Tear film disruption is most likely due to fatty acids and low pH, which supports the proposed barrier function of meibum on the eyelid margin, the author explained. “This barrier would be compromised by diminished meibomian lipid secretion or excess of skin lipid secretion, which would overwhelm the lid margin barrier. Therefore, skin lipid contamination of the ocular surface might be a common factor for the cause of dry eye in various types of blepharitis, ocular rosacea and MGD,” Dr. Kokkinakis concluded in his abstract.

Dry eye emerges as side effect of endocrine therapy for breast cancer. Side effects such as fatigue, joint pain and stiffness are common in endocrine therapy to treat breast cancer.11 Researchers evaluated another possible side effect of this treatment: dry eye. 

A total of 88 women were included in the study—56 undergoing aromatase inhibitor treatment and 32 undergoing selective estrogen receptor modulator treatment. Their ages, BMIs, treatment situations and ocular symptoms were recorded. A Comprehensive Eye Surface Detector was applied to detect patients’ ocular surface condition and evaluate for signs of dry eye. The Self-Rating Anxiety Scale and Hamilton Anxiety Scale was administered to evaluate patients’ anxiety and depression, and levels of blood lipid and sex hormone were also examined. 
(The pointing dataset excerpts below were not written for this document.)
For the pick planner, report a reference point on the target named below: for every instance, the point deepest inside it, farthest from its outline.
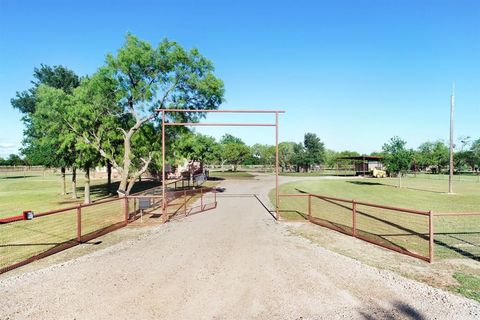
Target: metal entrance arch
(191, 124)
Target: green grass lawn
(231, 174)
(319, 173)
(23, 239)
(454, 236)
(43, 193)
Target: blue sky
(354, 72)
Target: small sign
(144, 203)
(28, 215)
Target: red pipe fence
(23, 241)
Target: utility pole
(452, 109)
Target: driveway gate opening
(192, 124)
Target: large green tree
(314, 150)
(397, 158)
(127, 93)
(233, 150)
(286, 154)
(38, 148)
(433, 154)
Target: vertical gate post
(354, 218)
(79, 223)
(215, 196)
(277, 200)
(430, 237)
(126, 209)
(309, 207)
(185, 201)
(164, 200)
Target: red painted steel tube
(79, 224)
(425, 213)
(309, 208)
(185, 201)
(164, 200)
(222, 111)
(397, 249)
(430, 237)
(457, 214)
(11, 219)
(126, 210)
(277, 214)
(354, 218)
(199, 124)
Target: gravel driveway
(234, 262)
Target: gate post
(185, 201)
(79, 223)
(430, 236)
(309, 207)
(126, 210)
(354, 218)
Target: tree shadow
(18, 177)
(405, 312)
(366, 183)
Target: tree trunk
(126, 165)
(64, 182)
(74, 183)
(87, 198)
(131, 182)
(109, 176)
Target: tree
(12, 160)
(233, 150)
(52, 106)
(197, 147)
(264, 153)
(36, 152)
(299, 155)
(433, 154)
(475, 150)
(286, 154)
(397, 158)
(128, 92)
(314, 150)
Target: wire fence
(27, 238)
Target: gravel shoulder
(234, 262)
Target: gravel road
(234, 262)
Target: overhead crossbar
(165, 124)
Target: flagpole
(452, 110)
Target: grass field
(454, 236)
(23, 239)
(457, 239)
(319, 173)
(231, 174)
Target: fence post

Seventy-seven, or 87.5%, of the breast cancer patients had dry eye. Among this group, 11.4% received selective estrogen receptor modulator treatment and 76.1% received aromatase inhibitors. The frequencies of the clinical subtypes of dry eye were evaporative dry eye (59.7%), aqueous-deficient dry eye (23.4%) and mixed dry eye (16.9%).

Among aromatase inhibitor-treated patients with dry eye, patients under the age of 50 had significantly more prevalent subjective symptoms and objective exam results of dry eye than those of patients older than 50. All breast cancer patients had different degrees of anxiety and depression, the prevalence of which were significantly higher than patients without dry eye. The degree of anxiety and depression was related to the severity of dry eye; the higher the degree of dry eye, the greater the anxiety and depression. Age, BMI, lipid profile and sex hormone level were found to not be significantly associated with dry eye.
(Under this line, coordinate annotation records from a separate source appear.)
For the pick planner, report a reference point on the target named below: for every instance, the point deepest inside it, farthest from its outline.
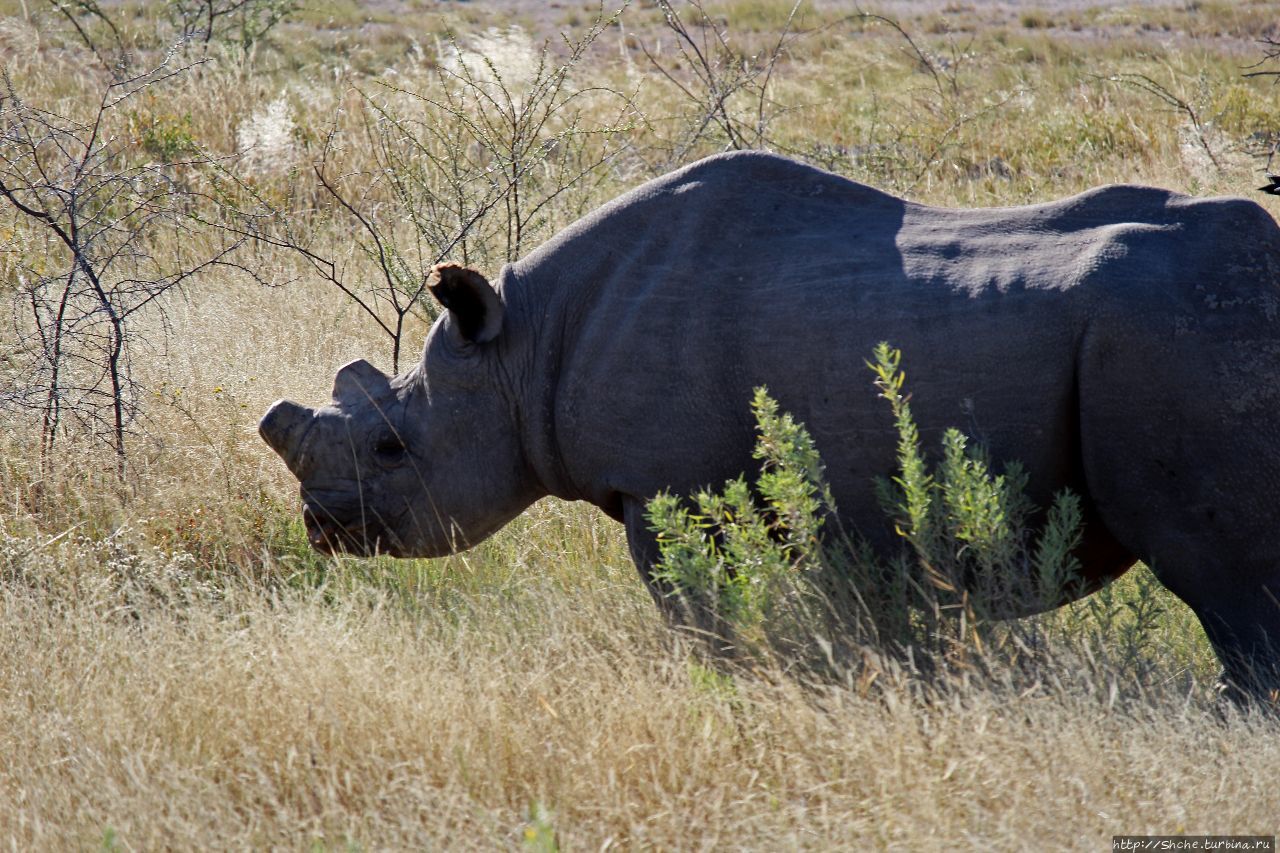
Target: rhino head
(417, 465)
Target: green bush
(769, 566)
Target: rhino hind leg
(1187, 475)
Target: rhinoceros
(1123, 343)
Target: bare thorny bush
(103, 235)
(191, 22)
(472, 159)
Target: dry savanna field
(190, 232)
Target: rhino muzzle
(283, 427)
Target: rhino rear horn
(283, 427)
(360, 382)
(470, 299)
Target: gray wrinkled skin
(1123, 342)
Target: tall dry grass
(178, 670)
(146, 711)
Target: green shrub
(769, 568)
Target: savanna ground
(179, 670)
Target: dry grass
(161, 715)
(177, 670)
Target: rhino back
(680, 297)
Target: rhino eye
(389, 448)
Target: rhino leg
(1184, 470)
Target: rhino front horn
(360, 382)
(282, 427)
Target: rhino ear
(470, 299)
(360, 382)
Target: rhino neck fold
(529, 366)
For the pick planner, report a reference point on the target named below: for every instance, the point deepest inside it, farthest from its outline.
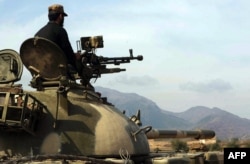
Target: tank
(64, 120)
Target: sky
(196, 53)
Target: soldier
(55, 32)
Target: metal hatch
(43, 57)
(11, 67)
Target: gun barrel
(119, 60)
(197, 134)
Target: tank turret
(63, 118)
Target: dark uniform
(57, 34)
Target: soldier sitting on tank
(55, 32)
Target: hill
(225, 124)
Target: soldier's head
(56, 13)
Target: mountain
(225, 124)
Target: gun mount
(92, 66)
(66, 121)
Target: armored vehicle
(64, 120)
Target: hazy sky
(195, 52)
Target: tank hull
(76, 123)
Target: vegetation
(179, 146)
(234, 143)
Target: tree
(179, 146)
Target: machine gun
(92, 66)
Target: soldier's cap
(57, 8)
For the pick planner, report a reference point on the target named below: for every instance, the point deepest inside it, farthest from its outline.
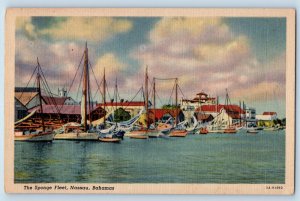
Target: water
(212, 158)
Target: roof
(18, 102)
(26, 89)
(25, 97)
(159, 113)
(202, 116)
(123, 104)
(201, 93)
(54, 100)
(233, 111)
(63, 109)
(269, 113)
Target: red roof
(54, 100)
(159, 113)
(269, 113)
(201, 93)
(232, 110)
(123, 104)
(63, 109)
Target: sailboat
(230, 129)
(179, 130)
(112, 134)
(145, 133)
(81, 132)
(41, 134)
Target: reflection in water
(213, 158)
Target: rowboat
(178, 133)
(110, 140)
(230, 130)
(203, 131)
(252, 131)
(41, 136)
(142, 137)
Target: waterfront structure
(234, 112)
(133, 107)
(267, 116)
(250, 117)
(200, 99)
(267, 119)
(20, 110)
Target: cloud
(25, 24)
(205, 54)
(95, 29)
(113, 66)
(59, 61)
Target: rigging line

“Taking measures to intervene in the occurrence and development of dry eye at the initial stage of endocrine treatment for breast cancer patients may greatly improve the patients’ quality of life,” the authors concluded in their abstract.  

Dry eye more likely in geriatric patients with depression, anxiety. A group of researchers recently revealed an association between dry eye and the following factors: gender, age, race, geography, anxiety and depression.12 The strongest association was noted in patients with both psychiatric disorders. 
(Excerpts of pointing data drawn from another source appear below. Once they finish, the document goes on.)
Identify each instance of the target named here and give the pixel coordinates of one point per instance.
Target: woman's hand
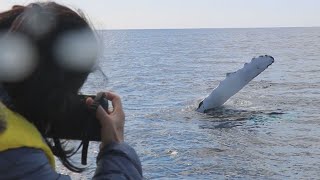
(112, 121)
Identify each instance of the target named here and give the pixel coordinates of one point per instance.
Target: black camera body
(81, 122)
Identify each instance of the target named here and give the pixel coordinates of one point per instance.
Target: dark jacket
(115, 161)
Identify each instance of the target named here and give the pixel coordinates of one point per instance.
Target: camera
(80, 122)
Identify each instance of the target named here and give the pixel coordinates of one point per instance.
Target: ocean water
(269, 130)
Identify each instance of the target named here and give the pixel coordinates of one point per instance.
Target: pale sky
(163, 14)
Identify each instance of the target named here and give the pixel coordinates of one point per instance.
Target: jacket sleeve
(27, 163)
(118, 161)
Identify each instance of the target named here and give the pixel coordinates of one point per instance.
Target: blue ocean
(269, 130)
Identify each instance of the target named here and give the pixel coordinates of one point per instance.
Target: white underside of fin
(234, 82)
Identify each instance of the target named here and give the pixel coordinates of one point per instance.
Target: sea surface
(269, 130)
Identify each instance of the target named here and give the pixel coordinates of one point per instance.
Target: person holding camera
(39, 85)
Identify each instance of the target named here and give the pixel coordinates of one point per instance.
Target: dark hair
(45, 95)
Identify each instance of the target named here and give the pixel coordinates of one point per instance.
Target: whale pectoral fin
(234, 82)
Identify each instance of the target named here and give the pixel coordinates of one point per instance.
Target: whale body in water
(234, 82)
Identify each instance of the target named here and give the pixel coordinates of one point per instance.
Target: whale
(234, 82)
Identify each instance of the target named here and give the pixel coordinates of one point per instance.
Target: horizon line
(190, 28)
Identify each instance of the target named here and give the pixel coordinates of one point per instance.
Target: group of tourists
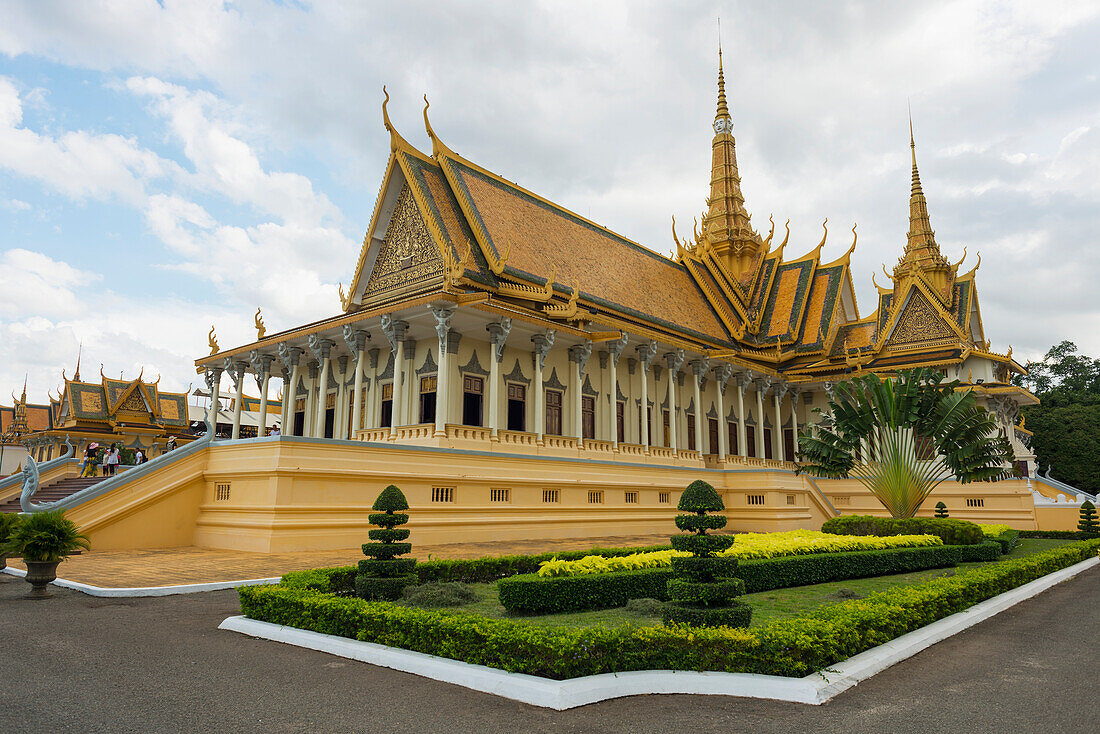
(109, 459)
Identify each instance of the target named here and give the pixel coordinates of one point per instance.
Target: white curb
(561, 694)
(151, 591)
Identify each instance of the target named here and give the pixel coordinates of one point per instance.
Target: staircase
(52, 492)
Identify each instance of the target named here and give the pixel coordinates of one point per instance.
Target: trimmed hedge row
(530, 593)
(793, 647)
(1057, 535)
(952, 532)
(341, 580)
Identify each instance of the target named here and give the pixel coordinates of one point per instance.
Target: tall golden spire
(726, 226)
(922, 253)
(920, 228)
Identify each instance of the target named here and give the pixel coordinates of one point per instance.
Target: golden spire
(920, 228)
(723, 109)
(922, 253)
(726, 228)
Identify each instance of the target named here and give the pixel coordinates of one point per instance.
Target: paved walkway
(77, 664)
(175, 566)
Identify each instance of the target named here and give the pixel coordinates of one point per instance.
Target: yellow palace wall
(279, 495)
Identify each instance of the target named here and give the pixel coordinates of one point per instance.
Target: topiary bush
(704, 589)
(1088, 522)
(384, 576)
The team analyzed data of 21,059 patients with clinically significant dry eye (defined as two or more dry eye claims submitted in one calendar year) from a 5% random sample of 2011 Medicare beneficiaries in the US (average age: 75). To calculate odds ratios (ORs) between dry eye and anxiety and depression, the team used logistic regression models controlled for demographical covariates.

Compared with men, women in the cohort were 2.03-times more likely to have dry eye. Patients of Asian (OR: 1.85) or Native American race (OR: 1.51) were more likely to have a diagnosis of dry eye than their white counterparts, and Black patients were even less likely to have dry eye (OR: 0.83).

Patients with anxiety and depression may be more likely to also develop dry eye.

Patients with anxiety and depression may be more likely to also develop dry eye. Photo: Luis Rojas, OD. Click image to enlarge.

Geographic residence and age also both affected ORs for dry eye; compared with patients in the Northeast, those residing in the West were more likely to have dry eye (OR: 1.38), while patients in the Northwest were less likely (OR: 0.58). Patients aged 75 and older were also more likely to have dry eye than those aged 65 to 74 (ORs: age 75 to 84, 1.49; age 85+, 1.54). 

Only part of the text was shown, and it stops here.